You have a few scenes with the wolves. Can you talk about that?
The wolves were fascinating. I didn’t realize how playful they were. Pretty much all they want to do is play. They’re constantly wrestling one another. There’s a clear pecking order in their relationships that they continually play out and that’s played out through physicality. They’re intensely sensitive, curious, and inquisitive. That said, their idea of play is probably a bit more extreme than your idea of play. One of the trainers was handling one of the wolves, and there was a second wolf behind him, who was jumping up and snapping at the back of his neck as though it were a low-hanging apple from a tree that he was trying to chop. And I think he gripped him and it was just wolf play (laughs).
But I looked at that and was like, “Wow, that’s a pretty easy way to lose the back of an ear or have the back of your head opened up like a soup can!” They’re a little rough, but at the same time there’s a child-like quality to them that I found. But they weren’t really that into me though, I have to say. In those scenes, wearing this caribou coat and boots, I was a little hesitant because I wasn’t certain if they would perceive me as something appetizing (laughs). And so as I stepped into their space that day, I was mindful of them obviously, but they had the exact opposite reaction that I thought they would have. They were so paralyzed with fear of me. I think they thought I was this odd-looking caribou that walked on two feet and was speaking this strange language and holding an intimidating rifle in one hand. They literally stopped in their tracks and just hauled off in the opposite direction. That was quite a surprise, but speaks to their sensitivity.

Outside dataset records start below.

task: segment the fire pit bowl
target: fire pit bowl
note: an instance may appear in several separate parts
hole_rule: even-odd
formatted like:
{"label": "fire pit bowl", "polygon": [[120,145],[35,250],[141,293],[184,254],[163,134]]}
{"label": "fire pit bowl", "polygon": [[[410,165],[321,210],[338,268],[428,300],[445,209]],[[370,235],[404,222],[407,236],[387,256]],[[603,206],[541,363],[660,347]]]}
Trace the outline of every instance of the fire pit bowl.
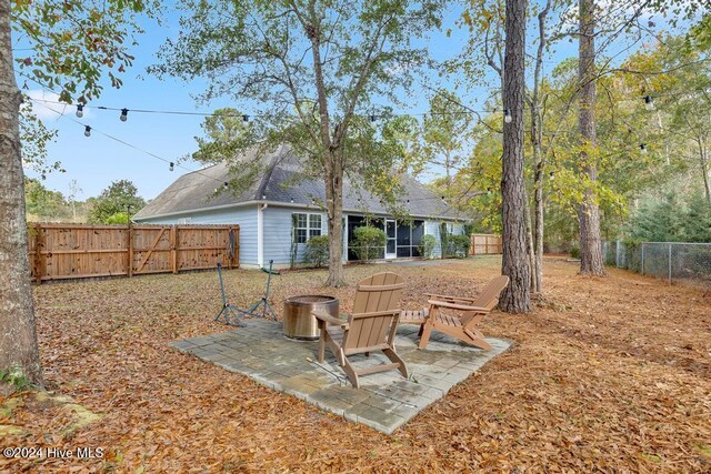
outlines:
{"label": "fire pit bowl", "polygon": [[291,296],[284,300],[284,335],[291,339],[314,341],[319,339],[319,325],[312,311],[323,311],[338,317],[338,299],[320,294]]}

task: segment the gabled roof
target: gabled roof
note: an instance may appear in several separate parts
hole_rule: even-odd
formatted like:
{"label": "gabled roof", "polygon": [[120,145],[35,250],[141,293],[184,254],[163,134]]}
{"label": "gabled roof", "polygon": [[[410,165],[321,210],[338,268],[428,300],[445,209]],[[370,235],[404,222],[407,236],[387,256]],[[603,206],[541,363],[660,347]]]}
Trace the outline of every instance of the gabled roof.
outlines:
{"label": "gabled roof", "polygon": [[[246,162],[254,159],[256,151],[248,152]],[[261,178],[239,194],[229,191],[216,193],[223,182],[229,181],[227,163],[214,164],[178,178],[170,186],[141,209],[133,219],[188,214],[190,211],[204,211],[227,208],[248,202],[287,203],[307,208],[313,200],[326,200],[326,185],[322,180],[298,179],[301,171],[299,158],[287,145],[262,158],[266,172]],[[424,184],[407,174],[401,175],[404,194],[401,202],[413,216],[457,219],[458,213]],[[266,199],[263,199],[266,196]],[[293,203],[292,203],[293,200]],[[408,203],[409,200],[409,203]],[[359,189],[349,178],[343,179],[343,211],[389,214],[380,199]]]}

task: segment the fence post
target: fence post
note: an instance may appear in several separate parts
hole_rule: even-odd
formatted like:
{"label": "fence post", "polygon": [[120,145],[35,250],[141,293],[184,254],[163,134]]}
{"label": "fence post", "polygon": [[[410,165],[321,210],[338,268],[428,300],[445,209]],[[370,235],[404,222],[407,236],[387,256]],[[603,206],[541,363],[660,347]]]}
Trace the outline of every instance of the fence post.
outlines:
{"label": "fence post", "polygon": [[131,278],[133,276],[133,225],[131,221],[129,221],[129,264],[126,269],[126,274]]}
{"label": "fence post", "polygon": [[669,284],[671,284],[671,243],[669,244]]}
{"label": "fence post", "polygon": [[178,229],[173,224],[170,228],[170,268],[178,273]]}
{"label": "fence post", "polygon": [[34,224],[34,278],[37,284],[42,284],[42,259],[44,258],[41,252],[42,243],[42,224]]}

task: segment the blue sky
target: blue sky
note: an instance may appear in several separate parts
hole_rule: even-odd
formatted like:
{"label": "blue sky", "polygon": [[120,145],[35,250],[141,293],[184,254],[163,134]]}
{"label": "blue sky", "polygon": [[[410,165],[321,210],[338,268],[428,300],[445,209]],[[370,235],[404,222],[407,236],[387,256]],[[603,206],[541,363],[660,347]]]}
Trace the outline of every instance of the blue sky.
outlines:
{"label": "blue sky", "polygon": [[[457,54],[465,42],[468,33],[459,30],[454,24],[458,17],[459,8],[450,9],[445,14],[442,31],[432,33],[427,43],[431,54],[438,60],[449,59]],[[207,113],[219,107],[230,105],[250,113],[247,104],[230,103],[227,100],[198,105],[191,94],[201,92],[203,83],[198,81],[186,84],[173,79],[158,80],[146,72],[146,68],[154,61],[156,51],[163,40],[174,34],[178,28],[177,20],[177,16],[170,13],[160,27],[154,23],[147,24],[147,32],[138,38],[139,46],[133,51],[137,58],[134,65],[123,75],[123,87],[117,90],[107,84],[101,98],[89,103],[91,109],[87,110],[82,119],[74,117],[76,108],[73,105],[46,104],[57,111],[63,110],[63,115],[57,114],[41,104],[33,105],[34,111],[42,118],[46,125],[59,131],[57,141],[50,145],[49,158],[51,161],[61,161],[67,170],[66,173],[54,172],[48,175],[44,184],[49,189],[68,194],[69,183],[76,180],[82,191],[77,199],[84,200],[98,195],[112,181],[128,179],[138,186],[140,195],[152,199],[180,174],[188,172],[178,167],[176,171],[170,172],[168,163],[118,143],[99,132],[116,137],[164,160],[177,162],[180,157],[196,150],[194,137],[200,134],[200,124],[203,120],[201,117],[129,112],[129,120],[121,122],[118,111],[97,110],[97,105]],[[449,28],[453,31],[451,37],[444,33]],[[555,54],[555,60],[575,54],[575,46],[564,46]],[[552,67],[548,65],[547,69]],[[18,78],[18,81],[20,85],[23,83],[22,78]],[[31,82],[28,82],[28,87],[33,98],[43,97],[48,100],[56,100],[54,97],[47,94]],[[429,100],[425,92],[422,91],[411,100],[410,109],[395,109],[394,112],[425,112]],[[463,103],[481,109],[483,105],[478,103],[478,98],[485,99],[488,90],[474,88],[469,91],[460,90],[460,93]],[[94,129],[92,135],[86,138],[83,127],[72,119],[91,125]],[[199,168],[192,162],[186,162],[183,165],[189,169]],[[31,170],[27,170],[27,174],[36,177]]]}

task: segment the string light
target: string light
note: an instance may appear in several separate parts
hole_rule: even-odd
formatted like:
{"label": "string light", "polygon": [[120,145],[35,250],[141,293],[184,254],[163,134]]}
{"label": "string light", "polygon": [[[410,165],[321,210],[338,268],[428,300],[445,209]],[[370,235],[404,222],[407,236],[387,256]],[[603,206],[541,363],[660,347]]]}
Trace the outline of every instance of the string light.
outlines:
{"label": "string light", "polygon": [[647,110],[654,110],[654,101],[651,95],[644,95],[644,107]]}

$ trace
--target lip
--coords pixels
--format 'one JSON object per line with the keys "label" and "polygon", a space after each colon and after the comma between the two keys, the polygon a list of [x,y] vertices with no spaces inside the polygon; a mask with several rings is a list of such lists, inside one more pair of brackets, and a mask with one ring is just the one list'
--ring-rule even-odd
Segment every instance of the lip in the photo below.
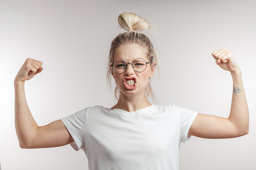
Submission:
{"label": "lip", "polygon": [[[132,79],[134,80],[134,85],[128,86],[127,85],[127,84],[126,83],[126,80],[132,80]],[[137,87],[137,80],[136,80],[136,78],[128,77],[125,77],[124,78],[124,87],[125,87],[125,88],[127,90],[134,90],[135,89],[136,89],[136,88]]]}
{"label": "lip", "polygon": [[134,79],[134,83],[137,83],[137,79],[136,79],[136,78],[133,77],[125,77],[124,78],[124,83],[126,83],[126,80],[132,80],[132,79]]}

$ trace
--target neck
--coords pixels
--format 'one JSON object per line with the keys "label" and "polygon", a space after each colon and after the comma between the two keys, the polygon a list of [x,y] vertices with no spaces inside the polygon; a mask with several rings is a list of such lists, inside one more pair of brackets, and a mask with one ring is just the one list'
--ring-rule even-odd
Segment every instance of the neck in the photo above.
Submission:
{"label": "neck", "polygon": [[120,109],[131,112],[147,107],[151,104],[147,100],[145,93],[140,96],[128,96],[121,93],[117,103],[111,109]]}

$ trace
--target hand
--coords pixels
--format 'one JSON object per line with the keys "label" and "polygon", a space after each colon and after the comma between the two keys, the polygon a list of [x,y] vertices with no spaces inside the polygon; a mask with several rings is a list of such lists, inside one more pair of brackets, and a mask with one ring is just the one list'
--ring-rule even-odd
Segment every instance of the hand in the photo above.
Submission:
{"label": "hand", "polygon": [[41,67],[43,62],[28,58],[19,71],[14,81],[25,82],[32,79],[35,75],[41,73],[43,68]]}
{"label": "hand", "polygon": [[240,71],[231,53],[226,48],[214,52],[212,55],[217,64],[223,69],[229,71],[231,73]]}

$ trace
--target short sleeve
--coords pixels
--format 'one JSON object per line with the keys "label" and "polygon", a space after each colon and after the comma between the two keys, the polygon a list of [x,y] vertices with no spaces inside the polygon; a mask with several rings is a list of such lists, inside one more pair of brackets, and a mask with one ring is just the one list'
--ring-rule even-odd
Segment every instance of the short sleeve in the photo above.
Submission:
{"label": "short sleeve", "polygon": [[191,137],[191,135],[188,134],[189,129],[198,112],[182,107],[175,107],[180,119],[181,141],[187,143]]}
{"label": "short sleeve", "polygon": [[84,143],[84,128],[87,120],[87,110],[85,108],[73,114],[60,119],[74,139],[70,145],[74,149],[79,150]]}

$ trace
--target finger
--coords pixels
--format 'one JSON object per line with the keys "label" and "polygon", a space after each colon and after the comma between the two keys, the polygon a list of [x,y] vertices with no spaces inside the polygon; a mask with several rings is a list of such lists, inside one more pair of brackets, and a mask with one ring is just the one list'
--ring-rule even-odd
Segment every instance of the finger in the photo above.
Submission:
{"label": "finger", "polygon": [[36,75],[39,73],[41,73],[43,71],[43,67],[40,67],[38,70],[37,70],[37,71],[36,73],[35,73],[35,75]]}
{"label": "finger", "polygon": [[228,50],[226,48],[224,48],[221,50],[220,50],[215,54],[215,56],[218,57],[221,54],[225,53],[226,51]]}
{"label": "finger", "polygon": [[216,56],[216,57],[217,58],[220,59],[221,59],[224,56],[226,55],[228,53],[230,53],[230,52],[229,50],[226,50],[224,52],[223,52],[222,53],[219,54],[218,56]]}
{"label": "finger", "polygon": [[232,54],[230,52],[227,53],[225,55],[223,56],[220,60],[223,63],[226,63],[232,57]]}
{"label": "finger", "polygon": [[213,57],[215,57],[215,54],[217,53],[217,52],[218,52],[219,51],[220,51],[220,50],[222,50],[222,49],[219,49],[219,50],[218,50],[215,52],[214,52],[213,53],[212,53],[212,55]]}

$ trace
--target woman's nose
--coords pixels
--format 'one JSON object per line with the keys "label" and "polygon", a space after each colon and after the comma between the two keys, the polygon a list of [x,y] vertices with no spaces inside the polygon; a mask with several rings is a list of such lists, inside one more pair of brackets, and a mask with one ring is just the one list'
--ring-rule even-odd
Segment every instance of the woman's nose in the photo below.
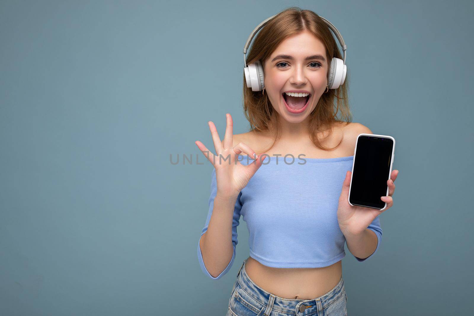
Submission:
{"label": "woman's nose", "polygon": [[292,75],[290,82],[297,85],[301,85],[305,83],[306,78],[305,77],[303,70],[297,67]]}

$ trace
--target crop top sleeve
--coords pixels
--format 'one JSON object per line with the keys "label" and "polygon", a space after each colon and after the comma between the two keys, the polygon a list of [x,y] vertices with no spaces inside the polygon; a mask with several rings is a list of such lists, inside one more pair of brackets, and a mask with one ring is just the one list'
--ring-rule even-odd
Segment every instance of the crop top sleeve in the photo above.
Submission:
{"label": "crop top sleeve", "polygon": [[[216,198],[217,193],[217,180],[216,176],[216,169],[214,168],[212,170],[212,174],[211,177],[210,196],[209,197],[209,211],[208,213],[207,218],[206,219],[206,224],[204,227],[202,229],[202,231],[201,233],[201,237],[207,231],[208,227],[209,226],[209,222],[210,221],[211,216],[212,215],[212,209],[214,208],[214,199]],[[211,275],[209,271],[208,271],[207,269],[206,269],[206,266],[204,265],[204,261],[202,260],[202,253],[201,252],[201,247],[200,245],[200,243],[198,243],[198,259],[199,261],[199,264],[201,266],[201,270],[202,270],[204,274],[213,280],[217,280],[220,279],[222,276],[228,272],[229,270],[230,270],[230,268],[232,266],[232,264],[234,263],[234,261],[235,259],[236,256],[236,246],[237,245],[238,242],[237,241],[237,226],[239,225],[239,220],[240,218],[240,209],[242,208],[242,204],[240,202],[240,196],[241,195],[242,193],[240,193],[237,198],[237,200],[236,201],[235,208],[234,209],[234,217],[232,218],[232,247],[234,248],[232,257],[230,259],[230,262],[227,265],[227,266],[224,269],[224,271],[215,278]],[[199,241],[201,241],[201,237],[199,238]]]}
{"label": "crop top sleeve", "polygon": [[375,217],[375,219],[372,221],[372,222],[370,223],[369,226],[367,227],[375,233],[375,235],[377,236],[377,247],[375,248],[375,251],[372,253],[372,254],[367,258],[361,259],[360,258],[355,257],[356,259],[357,259],[357,261],[359,262],[365,261],[371,257],[373,256],[375,254],[375,253],[377,252],[377,250],[378,250],[379,247],[380,246],[380,243],[382,242],[382,229],[380,227],[380,219],[379,218],[380,216],[380,215],[379,215]]}

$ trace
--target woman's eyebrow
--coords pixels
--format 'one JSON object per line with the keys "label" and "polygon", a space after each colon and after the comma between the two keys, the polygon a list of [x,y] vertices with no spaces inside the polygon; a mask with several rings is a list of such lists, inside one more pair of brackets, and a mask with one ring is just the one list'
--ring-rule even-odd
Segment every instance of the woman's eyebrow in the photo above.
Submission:
{"label": "woman's eyebrow", "polygon": [[[292,56],[290,56],[290,55],[285,55],[282,54],[280,55],[277,55],[277,56],[276,56],[272,60],[272,61],[274,62],[275,60],[277,60],[277,59],[290,59],[291,60],[293,60],[293,58]],[[323,62],[326,61],[326,59],[324,57],[323,57],[322,55],[319,54],[313,55],[312,56],[308,56],[308,57],[307,57],[306,58],[304,59],[305,60],[308,60],[309,59],[320,59]]]}

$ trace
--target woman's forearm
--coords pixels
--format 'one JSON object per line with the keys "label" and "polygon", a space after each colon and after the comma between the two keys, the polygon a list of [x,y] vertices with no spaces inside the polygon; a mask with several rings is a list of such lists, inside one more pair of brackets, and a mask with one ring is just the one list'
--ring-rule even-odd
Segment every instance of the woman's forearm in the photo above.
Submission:
{"label": "woman's forearm", "polygon": [[[348,235],[349,234],[348,234]],[[378,240],[375,233],[368,228],[359,236],[346,236],[347,249],[355,257],[364,259],[371,255],[377,249]]]}
{"label": "woman's forearm", "polygon": [[207,231],[199,242],[202,261],[213,278],[224,271],[232,258],[232,219],[237,199],[237,197],[216,196]]}

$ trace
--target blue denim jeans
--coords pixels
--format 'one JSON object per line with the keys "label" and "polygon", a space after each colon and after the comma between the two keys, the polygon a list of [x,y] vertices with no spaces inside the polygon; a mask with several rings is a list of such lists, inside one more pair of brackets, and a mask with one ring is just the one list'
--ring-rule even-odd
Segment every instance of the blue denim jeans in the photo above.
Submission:
{"label": "blue denim jeans", "polygon": [[[248,259],[248,258],[247,258]],[[347,297],[341,277],[334,289],[312,299],[283,298],[255,284],[245,271],[246,259],[236,276],[226,316],[346,316]]]}

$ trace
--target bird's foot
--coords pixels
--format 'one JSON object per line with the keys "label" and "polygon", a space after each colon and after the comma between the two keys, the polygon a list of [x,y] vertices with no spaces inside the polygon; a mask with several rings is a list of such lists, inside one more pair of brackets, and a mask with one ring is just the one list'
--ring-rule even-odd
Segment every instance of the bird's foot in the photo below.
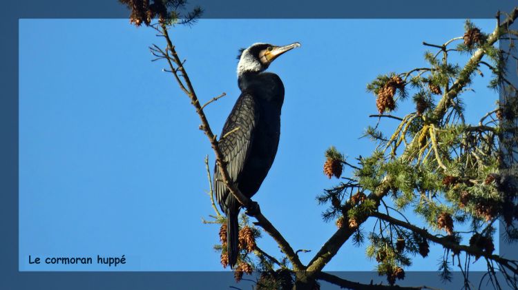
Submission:
{"label": "bird's foot", "polygon": [[259,208],[259,204],[256,203],[255,201],[251,200],[250,206],[248,207],[248,208],[247,208],[247,210],[244,211],[244,214],[246,214],[247,216],[254,216],[260,212],[261,212],[261,210]]}

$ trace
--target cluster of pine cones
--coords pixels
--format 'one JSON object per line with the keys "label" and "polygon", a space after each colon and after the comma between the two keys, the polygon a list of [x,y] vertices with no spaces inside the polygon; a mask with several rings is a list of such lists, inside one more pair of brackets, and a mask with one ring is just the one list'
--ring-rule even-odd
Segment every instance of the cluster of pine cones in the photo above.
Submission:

Director Jeremy Saulnier said that he didn’t need to overexplain some parts of the story and a close-up of your eyes was all the explanation needed. Is that how you prefer to humanize your characters?
Oh, yes! In the theater, the voice is the actor’s primary tool. But for me, in making films, the eyes are the primary tool. I just try to open those windows.
You have such range and gravitas, which allows you to be cast as a nerd in one project and a prison inmate in another. What’s the “Wright method?”
The method? Ooh. Just be open to whatever it takes to any given project. I don’t have any method. I just try to be flexible and available. I enjoy doing films or characters, at least, that are very different from previous characters and keep me on my toes and keep me interested. I just take it as it comes.
Thank you and it was a pleasure chatting with you!
Thank you, Marriska. Lovely to meet you.